The announcement comes after CDC researchers published an analysis of mounting evidence in the New England Journal of Medicine. The initial reports were anecdotal: Brazilian obstetricians noticed clusters of babies born with malformed brains whose mothers had the rash and fever typical of Zika. Since then, the CDC has reviewed epidemiological studies, including one that tested pregnant women for Zika virus RNA. In that study of 72 women, 29 percent of mothers who tested positive for Zika had babies with fetal abnormalities; none of those who tested negative did.

Although the casual link is now definitive, the risk for any individual woman is still unknown. Some women infected with Zika appear to have given birth to healthy babies, and scientists don't know why it affects some fetuses but not others. The virus seems to do the most damage when women are infected in the first or second trimesters.

A few lab studies back up that observation. When scientists infect cells in a petri dish, they've found that that the Zika virus preferentially kills off the developing rather than mature neurons. And it keeps small clusters of brain cells from growing properly. Again, scientists don't yet know why: Zika is a flavivirus, and no other flaviviruses infect the developing brain.

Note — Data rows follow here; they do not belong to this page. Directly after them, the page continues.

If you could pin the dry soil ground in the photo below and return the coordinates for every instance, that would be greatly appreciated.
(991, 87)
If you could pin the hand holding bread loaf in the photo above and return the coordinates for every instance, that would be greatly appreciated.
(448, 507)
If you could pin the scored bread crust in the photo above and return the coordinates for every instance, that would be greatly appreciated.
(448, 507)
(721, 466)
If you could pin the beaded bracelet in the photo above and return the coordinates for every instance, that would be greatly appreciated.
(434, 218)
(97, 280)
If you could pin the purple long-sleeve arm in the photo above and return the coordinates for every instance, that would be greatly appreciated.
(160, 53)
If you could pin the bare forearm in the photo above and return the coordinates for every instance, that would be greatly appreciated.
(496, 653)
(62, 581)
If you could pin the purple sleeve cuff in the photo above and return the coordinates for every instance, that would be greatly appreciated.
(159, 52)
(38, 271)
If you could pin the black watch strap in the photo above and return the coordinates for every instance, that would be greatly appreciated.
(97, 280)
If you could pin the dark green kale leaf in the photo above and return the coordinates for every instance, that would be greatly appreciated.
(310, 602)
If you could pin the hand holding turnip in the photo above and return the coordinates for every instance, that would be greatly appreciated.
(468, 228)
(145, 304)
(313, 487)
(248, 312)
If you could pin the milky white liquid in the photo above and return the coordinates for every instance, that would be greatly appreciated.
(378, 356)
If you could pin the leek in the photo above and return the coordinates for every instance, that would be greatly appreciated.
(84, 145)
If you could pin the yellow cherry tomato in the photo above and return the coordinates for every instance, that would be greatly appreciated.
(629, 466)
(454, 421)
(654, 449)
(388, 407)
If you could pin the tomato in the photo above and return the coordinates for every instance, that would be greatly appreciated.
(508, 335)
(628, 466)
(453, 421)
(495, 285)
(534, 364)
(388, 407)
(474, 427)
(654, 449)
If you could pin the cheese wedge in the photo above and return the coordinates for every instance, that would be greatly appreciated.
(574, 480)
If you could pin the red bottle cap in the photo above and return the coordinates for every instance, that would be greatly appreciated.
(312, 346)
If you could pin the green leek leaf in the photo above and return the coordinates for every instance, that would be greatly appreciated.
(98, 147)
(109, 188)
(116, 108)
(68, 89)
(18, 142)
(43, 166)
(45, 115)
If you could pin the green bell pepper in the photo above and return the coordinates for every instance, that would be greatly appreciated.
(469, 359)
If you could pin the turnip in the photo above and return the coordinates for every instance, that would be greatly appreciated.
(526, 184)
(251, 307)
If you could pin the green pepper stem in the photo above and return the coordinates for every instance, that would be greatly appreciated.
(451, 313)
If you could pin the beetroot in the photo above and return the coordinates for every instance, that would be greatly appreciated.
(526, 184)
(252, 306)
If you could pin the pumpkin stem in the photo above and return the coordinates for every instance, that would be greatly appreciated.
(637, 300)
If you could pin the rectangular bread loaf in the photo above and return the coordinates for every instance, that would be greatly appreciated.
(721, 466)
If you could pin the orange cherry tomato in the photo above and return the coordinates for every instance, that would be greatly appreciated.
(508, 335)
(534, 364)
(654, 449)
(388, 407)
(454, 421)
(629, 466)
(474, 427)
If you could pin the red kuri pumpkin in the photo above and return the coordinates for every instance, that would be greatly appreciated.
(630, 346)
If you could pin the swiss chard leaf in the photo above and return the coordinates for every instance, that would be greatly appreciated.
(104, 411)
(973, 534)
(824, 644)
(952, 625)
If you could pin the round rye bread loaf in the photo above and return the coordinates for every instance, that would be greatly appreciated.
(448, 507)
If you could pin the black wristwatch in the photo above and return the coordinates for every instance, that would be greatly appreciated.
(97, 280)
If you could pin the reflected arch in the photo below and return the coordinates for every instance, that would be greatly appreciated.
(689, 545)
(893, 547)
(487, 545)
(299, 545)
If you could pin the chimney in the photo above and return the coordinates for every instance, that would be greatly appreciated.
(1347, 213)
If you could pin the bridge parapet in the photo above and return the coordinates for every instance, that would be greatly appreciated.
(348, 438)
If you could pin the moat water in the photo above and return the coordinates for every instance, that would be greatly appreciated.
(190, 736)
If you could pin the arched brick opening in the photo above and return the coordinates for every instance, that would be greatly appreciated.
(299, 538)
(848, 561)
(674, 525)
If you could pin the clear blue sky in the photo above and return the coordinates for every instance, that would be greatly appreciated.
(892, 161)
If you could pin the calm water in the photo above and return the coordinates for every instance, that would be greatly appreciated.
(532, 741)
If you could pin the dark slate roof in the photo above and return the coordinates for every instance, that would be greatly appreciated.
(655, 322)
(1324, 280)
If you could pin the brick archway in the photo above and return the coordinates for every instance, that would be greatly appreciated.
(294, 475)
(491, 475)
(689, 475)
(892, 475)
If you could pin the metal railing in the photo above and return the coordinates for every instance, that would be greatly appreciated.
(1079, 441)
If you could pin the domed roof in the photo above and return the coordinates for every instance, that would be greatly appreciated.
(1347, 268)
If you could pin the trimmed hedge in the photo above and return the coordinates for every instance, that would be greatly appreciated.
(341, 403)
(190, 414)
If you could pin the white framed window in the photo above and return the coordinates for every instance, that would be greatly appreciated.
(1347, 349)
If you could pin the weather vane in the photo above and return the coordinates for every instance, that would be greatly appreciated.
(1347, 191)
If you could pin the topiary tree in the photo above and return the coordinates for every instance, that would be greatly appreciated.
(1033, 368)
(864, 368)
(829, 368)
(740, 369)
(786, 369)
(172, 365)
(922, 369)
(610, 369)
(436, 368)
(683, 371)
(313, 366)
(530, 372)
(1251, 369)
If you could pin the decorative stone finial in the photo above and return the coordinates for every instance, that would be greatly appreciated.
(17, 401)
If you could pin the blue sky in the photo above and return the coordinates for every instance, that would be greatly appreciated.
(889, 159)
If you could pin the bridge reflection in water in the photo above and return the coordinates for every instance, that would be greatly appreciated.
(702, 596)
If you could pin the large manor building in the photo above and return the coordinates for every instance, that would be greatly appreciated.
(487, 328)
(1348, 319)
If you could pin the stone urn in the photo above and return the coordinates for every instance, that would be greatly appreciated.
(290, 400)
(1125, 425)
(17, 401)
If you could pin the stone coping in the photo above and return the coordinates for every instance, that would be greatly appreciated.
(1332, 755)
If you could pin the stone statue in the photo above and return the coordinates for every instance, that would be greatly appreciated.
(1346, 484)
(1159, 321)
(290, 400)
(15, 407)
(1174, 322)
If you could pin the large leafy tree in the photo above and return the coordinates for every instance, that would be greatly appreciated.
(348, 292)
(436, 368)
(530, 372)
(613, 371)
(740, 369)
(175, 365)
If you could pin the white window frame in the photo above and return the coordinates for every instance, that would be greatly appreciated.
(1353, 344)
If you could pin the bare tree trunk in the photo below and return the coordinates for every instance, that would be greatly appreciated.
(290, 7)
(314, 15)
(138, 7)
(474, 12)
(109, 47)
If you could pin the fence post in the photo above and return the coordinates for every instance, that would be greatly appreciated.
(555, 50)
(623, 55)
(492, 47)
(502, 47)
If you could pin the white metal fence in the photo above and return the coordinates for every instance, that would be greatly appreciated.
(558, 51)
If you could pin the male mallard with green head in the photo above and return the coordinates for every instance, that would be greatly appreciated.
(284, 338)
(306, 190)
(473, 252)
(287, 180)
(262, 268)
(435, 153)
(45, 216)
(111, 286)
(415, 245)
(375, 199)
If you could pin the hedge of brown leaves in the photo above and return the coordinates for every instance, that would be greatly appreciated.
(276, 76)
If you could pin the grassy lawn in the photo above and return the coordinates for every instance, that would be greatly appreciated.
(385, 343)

Now that the CDC has officially established the link between Zika and microcephaly, communicating the risk to travelers—most important pregnant women—becomes more straightforward. But the hard part for science is still ahead. Scientists are now working on vaccines, developing mouse models to test drugs while still trying to learn basic information about how the virus works. The CDC has to be ready: When summer comes, Zika is likely to follow the range of the mosquito *Aedes aegypti *and pop up around Gulf Coast.